Proactively reclaiming idle memory

By Jonathan Corbet
May 7, 2019

Shakeel Butt started his 2019 Linux Storage, Filesystem, and Memory-Management Summit session by noting that memory makes up a big part of the total cost of equipping a data center. As a result, data-center operators try to make the best use of memory they can, generally overcommitting it significantly. In this session, Butt described a scheme in use at Google to try to improve memory utilization; while the need for the described functionality was generally agreed upon, the developers in the room were not entirely happy with the solution presented.

Overcommitting memory increases total utilization, but it comes at a cost: systems experience memory pressure and end up having to reclaim pages. Direct reclaim (where a process that is allocating memory has to do some of the work of freeing up memory used by others) is particularly problematic since it can introduce surprising delays; it reduces the isolation between users. The solution to this problem, he said, is to seek out and reclaim idle pages before memory gets tight.

To this end, systems in the data center have been supplemented with slower (cheaper) memory, which can take any of a number of forms, including persistent memory, in-memory compression, or a real swap device. The system manages this memory in a way that is transparent to users. Then, idle memory (pages that have not been accessed for some time) are located and pushed out to this slower memory. Butt said that, across the Google data center, about 32% of memory can be deemed to be idle at any given time. If that memory is reclaimed after two minutes of idle time, he said, about 14% of it will be refaulted back in; the rest is better used by somebody else.

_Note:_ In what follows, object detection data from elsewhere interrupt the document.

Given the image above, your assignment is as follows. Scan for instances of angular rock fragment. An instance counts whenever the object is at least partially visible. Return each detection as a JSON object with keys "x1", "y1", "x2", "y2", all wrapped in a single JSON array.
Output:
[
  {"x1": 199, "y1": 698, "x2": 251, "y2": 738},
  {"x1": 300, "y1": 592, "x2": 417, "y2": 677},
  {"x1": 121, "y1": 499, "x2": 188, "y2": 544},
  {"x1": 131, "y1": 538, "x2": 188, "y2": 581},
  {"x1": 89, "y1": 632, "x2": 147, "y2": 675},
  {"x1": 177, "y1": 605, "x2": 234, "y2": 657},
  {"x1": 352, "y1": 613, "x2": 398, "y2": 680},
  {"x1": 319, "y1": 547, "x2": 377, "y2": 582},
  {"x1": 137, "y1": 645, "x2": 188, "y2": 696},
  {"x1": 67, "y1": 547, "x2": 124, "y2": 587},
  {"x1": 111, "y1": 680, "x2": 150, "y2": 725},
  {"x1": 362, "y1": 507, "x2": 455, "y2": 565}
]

At this point, one might wonder why Google doesn't just use the kernel's existing reclaim mechanism, as implemented by the kswapd kernel thread. It "kind of works", he said, but is based on watermarks (keeping a certain percentage of memory free) rather than on idleness. kswapd also tries to balance memory usage across NUMA nodes, which is not useful in this setting. Finally, Butt said, kswapd is built on a large set of complicated heuristics, and he doesn't want to try to change them.

So, instead, Google has put resources into a mechanism for tracking idle pages. There is a system in place now that is based on a user-space process that reads a bitmap stored in sysfs, but it has a high CPU and memory overhead, so a new approach is being tried. It is built on a new kernel thread called kstaled; it tracks idle pages using page flags, so it no longer adds memory overhead to the system, but it still requires a relatively large amount of CPU time. The new kreclaimd thread then scans through memory, reclaiming pages that have been idle for too long.

The CPU cost is not trivial; it increases linearly with the amount of memory that must be tracked and with the scan frequency. On a system with 512GB of installed memory, one full CPU must be dedicated to this task. Most of this time is spent walking through the reverse-map entries to find page mappings. This has been improved by getting rid of the reverse-map walk and creating a linked list of mid-level (PMD) page tables; that reduced CPU usage by a factor of 3.5. Removing the scanning from kreclaimd in favor of a queue of pages passed in from kstaled gave another significant reduction.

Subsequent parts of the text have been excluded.